Le fonctionnement de la bougie d’oreille est très simple et requiert uniquement la présence d’un tiers. Vous devez en effet positionner le support de la bougie à l’entrée du conduit auditif en l’orientant bien à la verticale. Il suffit ensuite d’allumer la mèche située à l’autre bout : par un phénomène de cheminée, les impuretés sont attirées dans la partie centrale creuse de la bougie auriculaire.

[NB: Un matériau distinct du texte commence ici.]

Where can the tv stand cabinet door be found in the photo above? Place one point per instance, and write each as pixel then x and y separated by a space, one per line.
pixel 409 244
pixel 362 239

Seule mise en garde : l’usage de la bougie Hopi reste déconseillé aux personnes ayant subi une chirurgie ou un traumatisme de l’oreille (perforation du tympan). Autre fait intéressant la concernant, la bougie à la cire d’abeille peut-être utilisée aussi bien pour les adultes que pour les enfants.

Faire du sport pour prévenir les troubles oto-rhino

Un conseil qui prévaut pour tous les maux de l’hiver : bougez ! Pratiquer une activité physique régulière d’intensité moyenne rendrait notre organisme plus imperméable aux virus et bactéries en augmentant le nombre de certaines catégories de globules blancs (macrophages, cellules tueuses et lymphocytes principalement).

Plusieurs études corroborent d’ailleurs ce fait. Dans l’une d’entre elles menée par des chercheurs américains de l’Université de Californie en 2002 sur 547 personnes, il a été constaté que les sujets sportifs connaissaient 20 à 30 % d’épisodes de rhume et de pharyngite en moins que les sujets sédentaires.

Inutile toutefois de s’adonner à une pratique physique très intense, sous peine de renverser la tendance et d’épuiser ses défenses. À titre indicatif, l’OMS préconise entre 150 et 300 min d’activité physique modérée par semaine pour un adulte, soit entre 20 et 45 min par jour.